The arrest followed the discovery of anonymous online threats targeting Jewish students at Cornell. Screenshots allegedly taken from the Greek Rank website displayed disturbing messages, including calls for the elimination of Jewish presence on campus and threats of violence against specific locations. The Joint Terrorism Task Force identified Patrick Dai, a student enrolled in Cornell’s School of Engineering, as the suspect within 48 hours of committing the crime.
On Tuesday, 21-year-old Dai was arrested and charged with using interstate communications to post threats and promote violence against others. The complaint against Dai states that he allegedly posted messages on an online discussion site advocating for the murder of Jewish individuals and planning a mass shooting at a Cornell University dining hall that caters to Kosher diets and is located near the Cornell Jewish Center. These posts contained explicit and violent language, expressing his intentions to harm Jewish individuals on campus.

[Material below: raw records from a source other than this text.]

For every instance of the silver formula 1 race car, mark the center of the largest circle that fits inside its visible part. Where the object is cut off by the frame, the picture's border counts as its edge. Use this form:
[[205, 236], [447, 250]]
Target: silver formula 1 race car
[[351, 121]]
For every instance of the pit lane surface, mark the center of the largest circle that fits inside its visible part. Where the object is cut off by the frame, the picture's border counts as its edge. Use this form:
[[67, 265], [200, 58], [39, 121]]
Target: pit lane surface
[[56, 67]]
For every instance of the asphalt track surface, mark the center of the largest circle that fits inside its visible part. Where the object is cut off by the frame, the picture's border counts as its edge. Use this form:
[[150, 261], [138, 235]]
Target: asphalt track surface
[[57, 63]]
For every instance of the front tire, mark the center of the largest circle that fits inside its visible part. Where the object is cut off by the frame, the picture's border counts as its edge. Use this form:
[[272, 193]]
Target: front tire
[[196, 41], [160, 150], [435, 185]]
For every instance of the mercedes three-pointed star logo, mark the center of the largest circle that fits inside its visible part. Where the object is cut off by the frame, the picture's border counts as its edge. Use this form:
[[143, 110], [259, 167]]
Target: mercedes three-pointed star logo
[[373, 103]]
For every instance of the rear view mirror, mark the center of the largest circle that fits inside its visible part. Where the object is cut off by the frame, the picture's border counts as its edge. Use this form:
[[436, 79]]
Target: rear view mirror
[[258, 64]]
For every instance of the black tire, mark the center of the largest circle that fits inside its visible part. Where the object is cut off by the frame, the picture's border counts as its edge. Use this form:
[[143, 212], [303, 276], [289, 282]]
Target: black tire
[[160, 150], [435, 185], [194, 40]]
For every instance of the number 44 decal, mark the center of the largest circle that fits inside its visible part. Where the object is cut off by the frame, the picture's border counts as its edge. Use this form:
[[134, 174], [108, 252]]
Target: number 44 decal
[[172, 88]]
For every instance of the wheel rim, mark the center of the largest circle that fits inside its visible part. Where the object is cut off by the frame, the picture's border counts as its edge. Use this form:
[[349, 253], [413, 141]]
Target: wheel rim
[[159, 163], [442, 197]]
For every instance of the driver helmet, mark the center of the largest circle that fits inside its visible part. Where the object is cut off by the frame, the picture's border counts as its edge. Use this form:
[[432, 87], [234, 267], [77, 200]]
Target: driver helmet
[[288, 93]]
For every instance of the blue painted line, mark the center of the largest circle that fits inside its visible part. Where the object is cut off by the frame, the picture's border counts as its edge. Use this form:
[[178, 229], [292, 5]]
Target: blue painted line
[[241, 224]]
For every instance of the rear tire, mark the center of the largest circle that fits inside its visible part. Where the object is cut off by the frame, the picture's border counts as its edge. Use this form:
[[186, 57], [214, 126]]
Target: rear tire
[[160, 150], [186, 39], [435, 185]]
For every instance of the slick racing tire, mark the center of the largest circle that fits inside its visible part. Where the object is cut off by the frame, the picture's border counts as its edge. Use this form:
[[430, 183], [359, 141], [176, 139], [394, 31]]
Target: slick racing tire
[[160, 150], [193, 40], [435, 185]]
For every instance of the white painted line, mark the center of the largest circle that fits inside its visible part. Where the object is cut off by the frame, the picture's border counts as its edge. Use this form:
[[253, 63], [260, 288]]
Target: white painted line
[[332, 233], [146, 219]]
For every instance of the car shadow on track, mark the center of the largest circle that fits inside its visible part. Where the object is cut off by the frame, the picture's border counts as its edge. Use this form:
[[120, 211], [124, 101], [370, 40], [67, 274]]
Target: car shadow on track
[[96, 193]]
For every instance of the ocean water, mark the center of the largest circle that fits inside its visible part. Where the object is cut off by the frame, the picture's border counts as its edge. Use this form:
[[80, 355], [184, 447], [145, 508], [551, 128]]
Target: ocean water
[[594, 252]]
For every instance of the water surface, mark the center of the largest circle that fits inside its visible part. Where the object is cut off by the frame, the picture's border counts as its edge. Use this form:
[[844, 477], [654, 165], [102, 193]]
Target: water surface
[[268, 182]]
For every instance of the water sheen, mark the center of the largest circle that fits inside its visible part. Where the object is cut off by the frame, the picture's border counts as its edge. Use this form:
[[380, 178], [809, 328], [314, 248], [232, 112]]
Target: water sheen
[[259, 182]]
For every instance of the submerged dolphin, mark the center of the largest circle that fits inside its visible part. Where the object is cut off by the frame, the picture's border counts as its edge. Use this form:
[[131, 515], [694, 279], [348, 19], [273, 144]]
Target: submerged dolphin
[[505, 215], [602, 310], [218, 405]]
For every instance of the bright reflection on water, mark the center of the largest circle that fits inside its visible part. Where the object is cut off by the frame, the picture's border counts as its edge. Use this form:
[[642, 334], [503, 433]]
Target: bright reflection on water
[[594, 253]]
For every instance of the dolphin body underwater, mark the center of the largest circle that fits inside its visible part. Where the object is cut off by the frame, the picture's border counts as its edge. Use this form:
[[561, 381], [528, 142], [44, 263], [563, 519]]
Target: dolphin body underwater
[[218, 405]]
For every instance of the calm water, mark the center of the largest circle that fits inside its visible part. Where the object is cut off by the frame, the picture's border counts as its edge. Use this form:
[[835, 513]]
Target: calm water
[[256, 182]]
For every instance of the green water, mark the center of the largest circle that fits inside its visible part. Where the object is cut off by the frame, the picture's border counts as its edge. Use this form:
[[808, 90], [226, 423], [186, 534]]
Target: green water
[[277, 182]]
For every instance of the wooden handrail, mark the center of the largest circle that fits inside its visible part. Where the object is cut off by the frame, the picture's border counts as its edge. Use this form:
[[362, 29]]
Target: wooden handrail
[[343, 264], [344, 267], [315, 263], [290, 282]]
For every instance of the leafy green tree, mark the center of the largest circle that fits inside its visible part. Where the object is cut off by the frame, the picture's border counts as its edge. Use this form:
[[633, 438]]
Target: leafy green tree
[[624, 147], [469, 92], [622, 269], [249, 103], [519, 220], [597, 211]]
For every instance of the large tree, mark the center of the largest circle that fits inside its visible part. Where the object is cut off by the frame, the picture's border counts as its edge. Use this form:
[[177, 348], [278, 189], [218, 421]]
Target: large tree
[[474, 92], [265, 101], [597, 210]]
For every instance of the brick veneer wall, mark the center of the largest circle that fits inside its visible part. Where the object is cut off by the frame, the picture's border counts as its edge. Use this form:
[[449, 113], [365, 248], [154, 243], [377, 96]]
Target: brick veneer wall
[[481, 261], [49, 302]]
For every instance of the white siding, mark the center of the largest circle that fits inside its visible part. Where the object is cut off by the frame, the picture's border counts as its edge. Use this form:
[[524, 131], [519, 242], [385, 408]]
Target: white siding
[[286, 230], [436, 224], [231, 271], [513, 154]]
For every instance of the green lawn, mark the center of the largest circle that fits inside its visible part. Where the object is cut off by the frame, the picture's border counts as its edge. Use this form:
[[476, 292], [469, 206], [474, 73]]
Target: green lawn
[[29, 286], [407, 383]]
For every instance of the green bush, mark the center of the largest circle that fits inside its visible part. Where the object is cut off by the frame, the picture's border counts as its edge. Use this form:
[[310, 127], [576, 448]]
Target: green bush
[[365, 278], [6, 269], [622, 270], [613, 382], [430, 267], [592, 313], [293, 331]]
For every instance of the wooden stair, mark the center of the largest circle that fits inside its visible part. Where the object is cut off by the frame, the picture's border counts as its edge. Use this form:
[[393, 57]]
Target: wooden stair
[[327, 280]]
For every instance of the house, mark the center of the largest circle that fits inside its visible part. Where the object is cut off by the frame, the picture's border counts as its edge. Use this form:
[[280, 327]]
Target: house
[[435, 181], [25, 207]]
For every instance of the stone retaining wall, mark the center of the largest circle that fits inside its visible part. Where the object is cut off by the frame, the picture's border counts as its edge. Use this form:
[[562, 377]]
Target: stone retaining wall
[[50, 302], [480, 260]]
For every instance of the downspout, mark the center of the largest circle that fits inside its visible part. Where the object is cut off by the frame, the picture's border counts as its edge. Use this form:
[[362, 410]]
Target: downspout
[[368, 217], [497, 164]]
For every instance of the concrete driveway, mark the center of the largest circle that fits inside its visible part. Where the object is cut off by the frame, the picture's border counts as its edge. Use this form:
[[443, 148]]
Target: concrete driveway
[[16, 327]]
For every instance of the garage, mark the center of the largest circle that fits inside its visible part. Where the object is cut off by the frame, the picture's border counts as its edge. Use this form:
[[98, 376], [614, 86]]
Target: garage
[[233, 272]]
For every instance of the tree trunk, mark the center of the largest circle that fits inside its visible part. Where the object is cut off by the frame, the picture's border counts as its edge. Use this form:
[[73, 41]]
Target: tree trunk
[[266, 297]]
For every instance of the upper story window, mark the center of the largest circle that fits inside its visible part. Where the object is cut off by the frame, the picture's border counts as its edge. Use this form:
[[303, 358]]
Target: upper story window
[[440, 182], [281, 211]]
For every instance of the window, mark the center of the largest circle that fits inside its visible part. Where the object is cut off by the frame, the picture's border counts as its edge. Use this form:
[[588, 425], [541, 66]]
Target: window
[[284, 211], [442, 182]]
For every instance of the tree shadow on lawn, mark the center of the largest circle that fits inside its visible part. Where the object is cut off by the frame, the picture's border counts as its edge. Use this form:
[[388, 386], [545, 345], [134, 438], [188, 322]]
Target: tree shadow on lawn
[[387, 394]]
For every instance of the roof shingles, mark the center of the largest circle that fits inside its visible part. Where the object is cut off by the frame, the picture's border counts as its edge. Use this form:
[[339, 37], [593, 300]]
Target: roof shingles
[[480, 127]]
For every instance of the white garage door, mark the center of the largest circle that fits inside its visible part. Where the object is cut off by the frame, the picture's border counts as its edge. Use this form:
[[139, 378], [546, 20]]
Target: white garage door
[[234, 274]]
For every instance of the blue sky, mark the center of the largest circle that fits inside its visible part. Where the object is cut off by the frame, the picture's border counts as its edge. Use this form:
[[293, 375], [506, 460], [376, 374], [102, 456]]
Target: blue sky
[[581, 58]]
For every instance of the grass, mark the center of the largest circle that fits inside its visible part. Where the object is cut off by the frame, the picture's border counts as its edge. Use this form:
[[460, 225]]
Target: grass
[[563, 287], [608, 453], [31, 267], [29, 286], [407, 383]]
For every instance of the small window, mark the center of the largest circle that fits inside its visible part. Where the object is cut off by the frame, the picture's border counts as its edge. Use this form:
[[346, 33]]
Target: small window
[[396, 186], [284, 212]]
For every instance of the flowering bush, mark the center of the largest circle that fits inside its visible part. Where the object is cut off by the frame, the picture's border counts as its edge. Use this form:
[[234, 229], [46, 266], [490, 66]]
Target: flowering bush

If convicted, Dai could face up to three years of supervised release, a $250,000 fine, or a possible prison term of up to five years. Dai did not enter a plea during his appearance in federal court on Wednesday. A preliminary hearing has been scheduled for November 15, and he has been assigned a federal public defender.
In response to these disturbing events, Cornell University President Martha E. Pollack issued a statement denouncing the antisemitic posts and expressing concern for the university community. She acknowledged the difficult days the university has faced and assured increased campus security, particularly in high-priority areas.
These incidents occur amidst a troubling rise in threats against Jewish communities in the U.S., which have been fueled by the ongoing Israel-Hamas conflict. Preliminary data from the Anti-Defamation League indicates a significant increase in incidents of antisemitic harassment, vandalism, and assault since the conflict began, highlighting the need for continued vigilance and support for affected communities.